Spent Fuel. The cloud of radioactive material that required the evacuation of everyone within a 10 mile radius of Fukushima (or a 50 mile radius if you were an employee of the United States government) did not come from an explosion in the reactor’s core. Rather, the spent fuel was the problem. The explosions were caused by the loss of the heat sink in which spent fuel was stored on-site, which in turn was the result of an inability to pump water into the spent fuel storage reservoir. The tsunami flooded and incapacitated the backup diesel generators.

This same risk is present with every nuclear reactor in the United States. There are about 65,000 metric tons of highly radioactive spent nuclear fuel sitting in pools of water in dozens of nuke plants all over the country. Illinois is by far the largest storage locker for spent nuclear fuel with more than 10,000 metric tons, a consequence of Illinois being home to Exelon Generation, operator of the second largest fleet of nuclear reactors in the world. Why does this storage situation, worthy of Homer Simpson, noted nuclear engineer, exist?

The original idea was that Yucca Mountain would be the storage site for all this waste. The federal government promised decades ago that it would dispose of this waste, and the feds said they would manage it so that taxpayers would not be on the hook. Nuclear generators started paying to the federal government an annual fee which, of course, was passed through to you, me, and everyone else as ratepayers (as distinguished from taxpayers). But for various political reasons Yucca Mountain never got started, and now it’s been canceled with no replacement solution on the horizon. Consequently, those 65,000 tons of spent nuclear fuel are just waiting around for another Fukushima-like chain of events to cause an explosion that would render large swathes of surrounding territory uninhabitable for generations.

We have to solve the spent nuclear fuel disposal problem.

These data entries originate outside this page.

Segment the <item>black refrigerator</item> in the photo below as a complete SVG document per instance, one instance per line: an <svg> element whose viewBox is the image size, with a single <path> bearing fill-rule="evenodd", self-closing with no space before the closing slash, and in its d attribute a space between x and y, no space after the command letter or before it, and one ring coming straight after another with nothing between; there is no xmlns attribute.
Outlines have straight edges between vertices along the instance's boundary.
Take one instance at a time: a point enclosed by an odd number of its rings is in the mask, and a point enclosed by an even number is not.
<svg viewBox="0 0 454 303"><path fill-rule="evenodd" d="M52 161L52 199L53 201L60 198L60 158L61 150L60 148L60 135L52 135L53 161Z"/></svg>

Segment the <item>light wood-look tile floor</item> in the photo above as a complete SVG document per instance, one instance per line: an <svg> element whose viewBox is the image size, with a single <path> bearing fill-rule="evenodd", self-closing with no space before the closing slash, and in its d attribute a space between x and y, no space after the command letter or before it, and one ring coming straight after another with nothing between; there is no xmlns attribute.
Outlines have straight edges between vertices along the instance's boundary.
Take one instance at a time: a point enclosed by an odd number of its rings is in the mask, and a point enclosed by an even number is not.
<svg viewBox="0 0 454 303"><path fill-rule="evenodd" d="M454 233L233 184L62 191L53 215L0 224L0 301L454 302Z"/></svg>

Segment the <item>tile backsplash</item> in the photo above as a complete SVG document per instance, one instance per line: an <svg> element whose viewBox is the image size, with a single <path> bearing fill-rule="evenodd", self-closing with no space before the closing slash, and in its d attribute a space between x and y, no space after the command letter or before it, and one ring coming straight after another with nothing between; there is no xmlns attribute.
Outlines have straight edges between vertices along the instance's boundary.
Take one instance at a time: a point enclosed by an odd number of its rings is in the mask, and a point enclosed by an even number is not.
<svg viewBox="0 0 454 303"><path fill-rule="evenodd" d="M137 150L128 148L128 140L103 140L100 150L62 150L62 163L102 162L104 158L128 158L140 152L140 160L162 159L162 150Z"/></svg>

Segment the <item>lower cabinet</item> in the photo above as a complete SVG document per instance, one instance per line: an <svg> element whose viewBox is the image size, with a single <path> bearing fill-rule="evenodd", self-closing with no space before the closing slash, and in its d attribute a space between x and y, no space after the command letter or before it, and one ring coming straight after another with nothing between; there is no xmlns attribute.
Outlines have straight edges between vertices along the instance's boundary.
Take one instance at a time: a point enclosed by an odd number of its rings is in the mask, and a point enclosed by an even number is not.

Regulatory Capture. The second and equally critical problem is regulatory capture, a phenomenon in which the industry to be regulated takes effective control of the government agency that is supposed to be regulating it. The officers and attorneys of regulated entities interact daily with the regulator’s staff, creating a culture of coziness that impairs the objectivity and effectiveness of the regulator.

Remember the Deepwater Horizon catastrophe? It later turned out that regulatory inspectors turned their inspection reports over to the drill rig operators themselves to fill out on their own. Talk about self-reporting. Worse, some of the regulators were sleeping – not metaphorically, but literally – with oil industry executives.

Now, I might ask you to conduct a thought experiment of transposing the Deepwater Horizon pattern to a nuclear generating station. But I won’t ask you to do that because it does not bear thinking about. It’s too scary.

Sadly, this is precisely the type of coziness that existed between Tokyo Electric Power Company and the Japanese ministry that regulated it. The nuclear industry and its regulators were likened to a small Japanese village in which the like-minded prospered by rewarding one another with lucrative positions (if you were a regulator looking at future career paths) or regulatory support (if you were with Tepco). People who dared to criticize either Tepco or its regulator were ostracized from the little nuclear village, forever shut off from promotions within the bureaucracy, much less high-paying positions at Tepco.

If you think that such things happen only in far-off Japan, then you need to learn much more about how things really work over here. Take Illinois, for example, a state that goes beyond the phenomenon of regulatory capture; Illinois has regulatory Stockholm Syndrome.

Perhaps a more rigorous enforcement of Japan’s nuclear regulations would have made Tepco place its backup diesel generators somewhere well above sea level so that they would be less likely to be impacted by flooding.

In any event, until the regulatory authorities change from lapdog to watchdog, and until concrete steps are taken to safely dispose of spent nuclear fuel, proponents of nuclear power will have given their opponents strong arguments to use against them.